またあるいは、明恵入寂の五〇年後に生まれた吉田兼好の『徒然草』の小話へとショートカットしてもよい。
栂尾の上人、道を過ぎ給ひけるに、河にて馬洗ふをのこ、「あしあし」といひければ、上人立ちとまりて、「あなたふとや。宿執開発の人かな。阿宇々々と唱ふるぞや。如何なる人の御馬ぞ、あまりにたふとく覚ゆるは」と尋ね給ひければ、「府生殿の御馬に候」 と答へけり。「こはめでたき事かな。阿字本不生にこそあなれ。嬉しき結縁をもしつるかな」とて、感涙を拭はれけるとぞ。(『徒然草』一四四段)

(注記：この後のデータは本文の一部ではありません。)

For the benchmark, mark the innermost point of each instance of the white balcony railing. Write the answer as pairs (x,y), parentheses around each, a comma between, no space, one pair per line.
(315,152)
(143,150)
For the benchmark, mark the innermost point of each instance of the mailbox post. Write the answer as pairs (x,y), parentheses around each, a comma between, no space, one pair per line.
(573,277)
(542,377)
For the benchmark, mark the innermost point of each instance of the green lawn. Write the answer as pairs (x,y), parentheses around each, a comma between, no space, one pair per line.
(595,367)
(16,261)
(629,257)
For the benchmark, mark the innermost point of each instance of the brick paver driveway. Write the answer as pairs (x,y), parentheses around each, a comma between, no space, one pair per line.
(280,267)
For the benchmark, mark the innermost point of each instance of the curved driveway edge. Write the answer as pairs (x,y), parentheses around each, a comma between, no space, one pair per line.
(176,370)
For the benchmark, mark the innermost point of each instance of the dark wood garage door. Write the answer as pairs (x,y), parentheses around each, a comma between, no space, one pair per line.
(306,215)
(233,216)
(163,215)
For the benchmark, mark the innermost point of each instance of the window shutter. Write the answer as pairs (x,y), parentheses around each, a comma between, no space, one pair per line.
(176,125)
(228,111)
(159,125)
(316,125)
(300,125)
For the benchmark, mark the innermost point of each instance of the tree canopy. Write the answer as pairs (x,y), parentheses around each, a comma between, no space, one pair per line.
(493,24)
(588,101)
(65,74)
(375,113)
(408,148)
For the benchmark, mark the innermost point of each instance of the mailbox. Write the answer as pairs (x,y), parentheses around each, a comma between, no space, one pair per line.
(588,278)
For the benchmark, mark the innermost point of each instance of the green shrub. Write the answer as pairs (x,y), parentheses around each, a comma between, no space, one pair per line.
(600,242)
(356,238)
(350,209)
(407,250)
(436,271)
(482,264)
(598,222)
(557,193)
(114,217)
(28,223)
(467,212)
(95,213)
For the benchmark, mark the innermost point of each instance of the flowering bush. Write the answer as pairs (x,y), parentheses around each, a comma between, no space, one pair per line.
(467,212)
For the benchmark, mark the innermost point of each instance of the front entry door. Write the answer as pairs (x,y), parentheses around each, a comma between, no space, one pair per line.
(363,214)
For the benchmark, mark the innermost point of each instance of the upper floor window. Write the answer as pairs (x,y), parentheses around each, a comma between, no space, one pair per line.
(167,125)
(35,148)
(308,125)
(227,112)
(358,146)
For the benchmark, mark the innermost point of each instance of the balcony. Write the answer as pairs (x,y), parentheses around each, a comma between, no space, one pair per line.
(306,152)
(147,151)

明恵は馬を洗う男の「あしあし」を「阿宇々々(あじあじ)」と、「府生殿(ふしょうどの)」を「本不生(ほんふしょう)」と聞き違えた。いずれも仏法の根源的な唱えだと勘ちがいした明恵が、涙を流さんばかりに感動した、という話である。透徹の批評家兼好は、明恵のおっちょこちょいを嗤ったのではない。そのあまりの純真無垢に驚嘆したのである。
『日本史年表・地図』に乗って、歴史をどこまでも、どこにでも行ってみる。